Trump keeps saying the media’s hostility to him is unprecedented, and they keep proving it. The media keep saying Trump’s hostility to them is unprecedented, and he keeps proving it. The two sides deserve each other. There are no victims here. It’s a fight between aggression addicts. It’s an Iran–Iraq War of words.

Somehow what the media and Trump think about one another has become just about the biggest story in America. Neither side can resist because each side loves, more than all else, to be talked about. Say, what’s happening out there in America? How’s the economy doing? Are workers more secure? Are wages rising? How are we doing on opioids? What about health care? It’s anyone’s guess based on what is running on CNN at any given moment. Picture turning into CBS on a football Sunday afternoon and all Jim Nantz can talk about is the mean things Mike Tomlin said about him.

Let’s look at just one outlet’s behavior in just the past few days. A CNN talking head (Julia Ioffe) claimed that “this president has radicalized so many more people than ISIS ever did.” When Trump-aligned panelist David Urban pushed back, moderator Jake Tapper responded, “Okay, you disagree with it,” as though Ioffe’s ludicrous assertion were simply a statement of opinion. “I think I exaggerated,” she said later, in a lame apology. Ya think? ISIS had tens of thousands of armed soldiers fighting for its cause. The reason CNN has people like Ioffe on the air is that they can be counted on to say outrageous things about Trump. It was Ioffe whose reaction to news that Ivanka Trump was taking a White House office traditionally used by first ladies was “Either Trump is f***ing his daughter or he’s shirking nepotism laws.”

Wednesday CNN’s John Avlon said calling the press “enemies of the people” put Trump on the same level as Robespierre, Lenin, Stalin, and Hugo Chávez. “‘The enemy of the people’ isn’t a phrase you generally hear from the U.S. presidents,” Avlon said, “but it was used during the French Revolution by radicals that accused their enemies of — get this — spreading false news, to divide or trouble the people. It was trotted out again during the Soviet era to justify mass murder, by Lenin and Stalin.” Get this: Mocking fake news and calling the press the “enemy” goes with mass murder. As if the one naturally leads to the other. This certainly isn’t reporting. It isn’t even intelligent editorializing. It’s just hysteria.

CNN doesn’t bill Avlon as a partisan demagogue deploying extremist lines of attack against the president but as a sober “political analyst.” CNN could simply report that the president is calling the media “the enemy of the people” and leave it for its viewers to judge whether that is an accurate or wise thing for a president to say. But it knows that a lot of Americans actually agree with the president, so it feels it has to nudge the public into alarm mode, to inflame everyone into being as worried about this rhetoric as CNN is. So it jumps to visions of mass murder, and beclowns itself. Watching Trump and CNN go at it is like watching improv comedy, in which the only rule is, “Yes, and . . .” Each side takes what the other offers, and keeps pushing ever further into absurdity.

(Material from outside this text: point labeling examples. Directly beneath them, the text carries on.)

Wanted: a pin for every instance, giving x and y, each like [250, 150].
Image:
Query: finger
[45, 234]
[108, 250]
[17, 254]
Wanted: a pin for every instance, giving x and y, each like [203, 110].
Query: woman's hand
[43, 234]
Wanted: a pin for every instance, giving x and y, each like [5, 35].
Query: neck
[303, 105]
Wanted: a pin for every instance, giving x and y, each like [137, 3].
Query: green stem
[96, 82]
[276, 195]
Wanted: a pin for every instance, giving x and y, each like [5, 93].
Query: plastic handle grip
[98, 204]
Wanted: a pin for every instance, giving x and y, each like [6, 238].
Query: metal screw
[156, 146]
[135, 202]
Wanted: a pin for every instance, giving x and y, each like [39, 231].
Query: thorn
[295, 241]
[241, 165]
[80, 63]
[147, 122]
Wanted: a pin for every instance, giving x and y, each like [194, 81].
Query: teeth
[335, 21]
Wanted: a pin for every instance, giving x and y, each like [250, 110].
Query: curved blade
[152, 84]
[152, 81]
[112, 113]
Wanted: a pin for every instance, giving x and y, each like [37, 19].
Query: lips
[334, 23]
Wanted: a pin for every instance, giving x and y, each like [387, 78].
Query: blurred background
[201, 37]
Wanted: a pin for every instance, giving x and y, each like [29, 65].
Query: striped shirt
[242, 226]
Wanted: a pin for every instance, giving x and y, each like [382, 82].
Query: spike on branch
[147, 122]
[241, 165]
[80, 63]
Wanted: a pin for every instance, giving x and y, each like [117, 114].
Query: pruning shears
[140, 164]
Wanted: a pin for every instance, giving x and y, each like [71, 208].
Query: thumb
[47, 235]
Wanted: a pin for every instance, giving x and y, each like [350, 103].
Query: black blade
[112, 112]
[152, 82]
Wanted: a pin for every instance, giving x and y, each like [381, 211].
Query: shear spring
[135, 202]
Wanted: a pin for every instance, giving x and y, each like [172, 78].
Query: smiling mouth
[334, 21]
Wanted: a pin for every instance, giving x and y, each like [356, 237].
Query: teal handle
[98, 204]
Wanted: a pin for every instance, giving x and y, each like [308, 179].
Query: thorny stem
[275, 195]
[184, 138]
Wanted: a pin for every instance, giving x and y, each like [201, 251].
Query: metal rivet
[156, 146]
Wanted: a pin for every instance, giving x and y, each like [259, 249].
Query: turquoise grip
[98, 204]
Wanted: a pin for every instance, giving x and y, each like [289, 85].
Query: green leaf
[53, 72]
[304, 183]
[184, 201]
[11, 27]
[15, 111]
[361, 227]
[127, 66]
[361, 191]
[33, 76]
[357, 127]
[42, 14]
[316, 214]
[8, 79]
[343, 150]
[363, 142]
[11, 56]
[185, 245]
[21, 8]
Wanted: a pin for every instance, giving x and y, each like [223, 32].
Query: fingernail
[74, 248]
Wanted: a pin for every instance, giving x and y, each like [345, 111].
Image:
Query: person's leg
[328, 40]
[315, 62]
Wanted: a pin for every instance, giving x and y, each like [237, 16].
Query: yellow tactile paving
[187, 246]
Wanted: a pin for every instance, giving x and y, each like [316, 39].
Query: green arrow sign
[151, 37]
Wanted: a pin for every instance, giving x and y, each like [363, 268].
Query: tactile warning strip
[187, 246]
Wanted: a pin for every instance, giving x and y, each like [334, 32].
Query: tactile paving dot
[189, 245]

On Tuesday, CNN’s Chris Cillizza wrote, “Donald Trump wants you to be scared at the ballot box.” Cillizza was echoing a CNN host, Chris Cuomo, who ran a segment advising viewers of supposed GOP fear-mongering (“REPUBLICANS EMPLOY SCARE TACTICS AHEAD OF MIDTERMS,” said a chyron), claiming that “a fear campaign like no other” was underway. As Charles C. W. Cooke points out, “Be afraid of the other party” is what every party argues, always. The Democratic candidate for governor of Florida, Andrew Gillum, is at present suggesting “that his opponent is a racist who is fine with slavery,” Cooke writes, and that “your lives do depend on who the next governor is.”

Trump’s rhetoric about the media is unbecoming and unpresidential. He could critique or even mock reporters without calling them “the enemy of the people,” and he could refrain from praising a Republican congressman for body-slamming a reporter. He bears some responsibility for the ever-increasing vitriol in our political discourse. But the media could prove they are better — soberer, more judicious, more circumspect, less partisan — than he is. Instead they stoop to his level.